Dilimizle birlikte tabiî olarak dinimizle irtibatımız zayıflatılmış, kültür ve tarihimizle bağlarımız koparılmış, edebiyatımız ve düşüncemiz kısırlaştırılmıştır. Artık en basit meseleleri bile idrak edemeyecek hale getirilmiş, idrakleri iğdiş edilmiş bir cemiyet ortaya çıkarılmıştır.

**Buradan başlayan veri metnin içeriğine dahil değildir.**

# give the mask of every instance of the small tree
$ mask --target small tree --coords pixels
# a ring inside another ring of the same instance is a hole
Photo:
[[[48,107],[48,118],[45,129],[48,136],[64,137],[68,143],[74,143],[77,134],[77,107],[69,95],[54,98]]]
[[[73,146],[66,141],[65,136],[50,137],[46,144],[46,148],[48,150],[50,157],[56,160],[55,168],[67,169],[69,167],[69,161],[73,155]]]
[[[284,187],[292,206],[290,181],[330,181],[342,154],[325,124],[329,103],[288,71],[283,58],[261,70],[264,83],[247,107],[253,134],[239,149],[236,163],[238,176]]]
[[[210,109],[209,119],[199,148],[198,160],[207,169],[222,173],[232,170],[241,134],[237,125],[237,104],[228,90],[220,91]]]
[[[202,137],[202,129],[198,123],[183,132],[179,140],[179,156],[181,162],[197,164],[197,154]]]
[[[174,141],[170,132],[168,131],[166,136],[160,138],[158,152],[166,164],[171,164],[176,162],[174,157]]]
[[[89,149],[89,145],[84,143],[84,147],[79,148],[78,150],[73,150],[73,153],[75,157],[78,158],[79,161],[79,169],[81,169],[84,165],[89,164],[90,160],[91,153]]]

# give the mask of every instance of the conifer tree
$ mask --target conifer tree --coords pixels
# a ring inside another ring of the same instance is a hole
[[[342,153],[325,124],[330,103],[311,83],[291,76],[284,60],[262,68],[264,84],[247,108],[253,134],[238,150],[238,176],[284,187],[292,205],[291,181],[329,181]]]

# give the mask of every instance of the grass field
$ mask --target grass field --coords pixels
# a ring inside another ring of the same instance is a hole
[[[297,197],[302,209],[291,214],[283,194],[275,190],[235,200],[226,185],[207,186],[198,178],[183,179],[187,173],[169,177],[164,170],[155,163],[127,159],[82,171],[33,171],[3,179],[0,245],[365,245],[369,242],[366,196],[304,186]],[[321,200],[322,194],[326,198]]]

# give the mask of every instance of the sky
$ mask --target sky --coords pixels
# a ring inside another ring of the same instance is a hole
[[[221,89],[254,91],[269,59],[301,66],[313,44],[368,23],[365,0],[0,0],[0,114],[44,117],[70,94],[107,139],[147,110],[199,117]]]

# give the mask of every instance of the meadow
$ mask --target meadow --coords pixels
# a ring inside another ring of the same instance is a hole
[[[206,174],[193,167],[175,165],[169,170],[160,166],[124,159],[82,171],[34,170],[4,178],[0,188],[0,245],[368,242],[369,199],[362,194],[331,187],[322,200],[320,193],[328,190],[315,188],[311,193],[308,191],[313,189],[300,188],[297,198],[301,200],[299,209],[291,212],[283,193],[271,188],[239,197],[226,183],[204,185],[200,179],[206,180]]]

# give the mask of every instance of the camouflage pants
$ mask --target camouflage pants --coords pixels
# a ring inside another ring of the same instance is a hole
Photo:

Ahmet Cevdet Paşa’nın bu eserini okuyan biri, “Acaba biz aynı dili konuşmuyor muyuz?” demekten kendini alamamaktadır. Halbuki, bir İngiliz genç, Şekspir’i gayet net anlamakta ve anlatabilmektedir; çünkü geçmiş ile bağların ehemmiyetini bilen İngiliz, Şekspir’in anlaşılabilmesi için çocuklarının bu sahada ders almasını sağlamaktadır. Fakat diliyle oynanmış bir millet olarak biz, ne Fuzuli’yi, Nabi’yi ne de geçmişten beslenerek çağa yön veren Necip Fazıl’ı ve Salih Mirzabeyoğlu’nu anlayabiliyoruz.

Ahmet Cevdet Paşa Kimdir?

1882 yılında Bulgaristan sınırları içerisinde yer alan Tuna eyaletinde dünyaya gelen Ahmet Cevdet Paşa, 22 yaşında kadı oldu. İstanbul camilerinde dersiamlık yaptı. O dönemin sadrazamı, Cevdet Paşa’nın zekasına ve ilmine hayran olduğundan devlet işlerinde de görevler verdi. Bir süre Reşid Paşa’nın yanında kaldı. 1848’de Bükreş’e devlet vazifesi için gitti. 1851’de Osmanlı Akademisi’ne asli aza seçildi. Kavaid-i Osmaniyye isimli bir eser verdi. 1854’te Tarih-i Cevdet isimli eserinin ilk üç cildini Abdülmecid Han’a sundu. Akabinde devletin resmi tarihçisi oldu. Bu zaman zarfında tarihe ve kanunlara çokça katkısı oldu. 1861’de Halep vilayetine vali oldu. Daha sonraları Osmanlı için yeni bir kanun yazmaya başladı. Mecelle Cemiyeti’nin başına getirilen Cevdet Paşa, Mecelle-i Ahkam-ı Adliye’yi meydana getirdi. Cevdet Paşa, II. Abdülhamid Han zamanında adliye nazırlığında ve çeşitli resmi vazifelerde bulundu. Birçok esere imza atan Cevdet Paşa 1895 yılında vefat etti.

Ahmet Cevdet Paşa'nın Şahsiyeti

Ahmed Cevdet Paşa Türk tarihinin hem ilim sahasında hem de devlet idaresi sahasında en fazla itibar gören şahsiyetlerinden biridir. Kendisine tevdi edilen devlet işlerini tam manasıyla yerine getirmiş; zekâsı, ilmi ve dirayeti ile herkesi kendisine hayran bırakmıştır. Mecelle gibi muazzam bir hukuk abidesini meydana getirmiş, cemiyet ve devlet hayatında iyi, doğru ve güzel olan her türlü yeniliğe hararetle taraftar olmuştur. Eserlerinde devlet idaresinin sakat taraflarını ele almış, Fransız Medeni Kanununun Türkçeye tercüme edilerek bizde de tatbikini savunan taklitçilere karşı Mecelle-i Ahkâm-ı Adliye’nin hazırlanması onun en büyük hizmetlerinden biridir.